Sorting lists in .Net - why it sucks

Today I stumbled upon a very interesting 'feature' of .net 2.0
My application uses a generic SortedList class for storing a sorted
list of objects (on a DateTime key) - that is, SortedList<DateTime,
object>. However, the program kept crashing for some time until I
debugged it to find out that it crashes on inserting data to the
sorted list. Problem was that I was inserting two items with the same
date (the same key).
Hey, how do you think, should sorted list just crash when there is a
duplicate value? Normal lists are expected to store duplicate values,
but some great inventor at Microsoft has made it better. They have
documented this behavior, but why they assume sorting shouldn't work
for duplicate entries in the list? Normal sorting algorithms are just
fine with that.
Of course, I had to use non-generic ArrayList instead with custom
IComparer for sorting.
And there goes another surprise - ArrayList.Sort implements an
unstable sort algorithm. That is, for equal objects, it does not
guarantee that after sorting they will keep the original order. Of
course this is not documented at all. And of course causes problems -
in my case it would make sequential messages with timestamp come in
wrong order.

I don't know what sort algorithm did Microsoft use, but simple
QuickSort implementation is a stable algorithm and has no problem with
sorting duplicated values. When Microsoft recruits any developer, they
ask him to implement some list sorting algorithm during job interview,
so I thought all developers in Microsoft are capable of implementing
it correctly.

Best regards,
RG
nightwatch77 [ Fr, 25 Januar 2008 14:38 ] [ ID #1915954 ]

Re: Sorting lists in .Net - why it sucks

For info, Wintellect (http://www.wintellect.com/PowerCollections.aspx) has
written a set of generic collection classes that support what you are
looking for (OrderedBag<T>).

From Jeffrey Richter Book:
---------------------------
At Microsoft's request, Wintellect has produced the "Power Collections
Library" to bring some of the C++ Standard Template Library's collection
classes to the CLR programmer.

- José

"nightwatch77" <rafal.gwizdala [at] gmail.com> wrote in message
news:8c3f6f35-5f68-4cdf-8fd5-8aa2b462c433 [at] v46g2000hsv.google groups.com...
> Today I stumbled upon a very interesting 'feature' of .net 2.0
> My application uses a generic SortedList class for storing a sorted
> list of objects (on a DateTime key) - that is, SortedList<DateTime,
> object>. However, the program kept crashing for some time until I
> debugged it to find out that it crashes on inserting data to the
> sorted list. Problem was that I was inserting two items with the same
> date (the same key).
> Hey, how do you think, should sorted list just crash when there is a
> duplicate value? Normal lists are expected to store duplicate values,
> but some great inventor at Microsoft has made it better. They have
> documented this behavior, but why they assume sorting shouldn't work
> for duplicate entries in the list? Normal sorting algorithms are just
> fine with that.
> Of course, I had to use non-generic ArrayList instead with custom
> IComparer for sorting.
> And there goes another surprise - ArrayList.Sort implements an
> unstable sort algorithm. That is, for equal objects, it does not
> guarantee that after sorting they will keep the original order. Of
> course this is not documented at all. And of course causes problems -
> in my case it would make sequential messages with timestamp come in
> wrong order.
>
> I don't know what sort algorithm did Microsoft use, but simple
> QuickSort implementation is a stable algorithm and has no problem with
> sorting duplicated values. When Microsoft recruits any developer, they
> ask him to implement some list sorting algorithm during job interview,
> so I thought all developers in Microsoft are capable of implementing
> it correctly.
>
> Best regards,
> RG
>
>
Alexander Gilman Carv [ Fr, 25 Januar 2008 15:41 ] [ ID #1915958 ]

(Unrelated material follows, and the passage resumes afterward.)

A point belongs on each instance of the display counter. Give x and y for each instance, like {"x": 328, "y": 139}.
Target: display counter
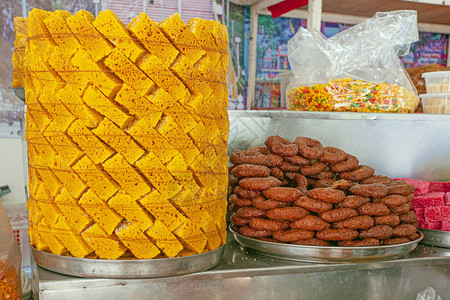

Re: Sorting lists in .Net - why it sucks

ouups, the one you need is:
OrderedMultiDictionary<TKey,TValue>

- José

"José Joye" <Me [at] me.com> wrote in message
news:FF2FA6B1-C294-4013-A1DA-C444038D8FC8 [at] microsoft.com...
> For info, Wintellect (http://www.wintellect.com/PowerCollections.aspx) has
> written a set of generic collection classes that support what you are
> looking for (OrderedBag<T>).
>
> From Jeffrey Richter Book:
> ---------------------------
> At Microsoft's request, Wintellect has produced the "Power Collections
> Library" to bring some of the C++ Standard Template Library's collection
> classes to the CLR programmer.
>
> - José
>
> "nightwatch77" <rafal.gwizdala [at] gmail.com> wrote in message
> news:8c3f6f35-5f68-4cdf-8fd5-8aa2b462c433 [at] v46g2000hsv.google groups.com...
>> Today I stumbled upon a very interesting 'feature' of .net 2.0
>> My application uses a generic SortedList class for storing a sorted
>> list of objects (on a DateTime key) - that is, SortedList<DateTime,
>> object>. However, the program kept crashing for some time until I
>> debugged it to find out that it crashes on inserting data to the
>> sorted list. Problem was that I was inserting two items with the same
>> date (the same key).
>> Hey, how do you think, should sorted list just crash when there is a
>> duplicate value? Normal lists are expected to store duplicate values,
>> but some great inventor at Microsoft has made it better. They have
>> documented this behavior, but why they assume sorting shouldn't work
>> for duplicate entries in the list? Normal sorting algorithms are just
>> fine with that.
>> Of course, I had to use non-generic ArrayList instead with custom
>> IComparer for sorting.
>> And there goes another surprise - ArrayList.Sort implements an
>> unstable sort algorithm. That is, for equal objects, it does not
>> guarantee that after sorting they will keep the original order. Of
>> course this is not documented at all. And of course causes problems -
>> in my case it would make sequential messages with timestamp come in
>> wrong order.
>>
>> I don't know what sort algorithm did Microsoft use, but simple
>> QuickSort implementation is a stable algorithm and has no problem with
>> sorting duplicated values. When Microsoft recruits any developer, they
>> ask him to implement some list sorting algorithm during job interview,
>> so I thought all developers in Microsoft are capable of implementing
>> it correctly.
>>
>> Best regards,
>> RG
>>
>>
>
Alexander Gilman Carv [ Fr, 25 Januar 2008 16:05 ] [ ID #1915959 ]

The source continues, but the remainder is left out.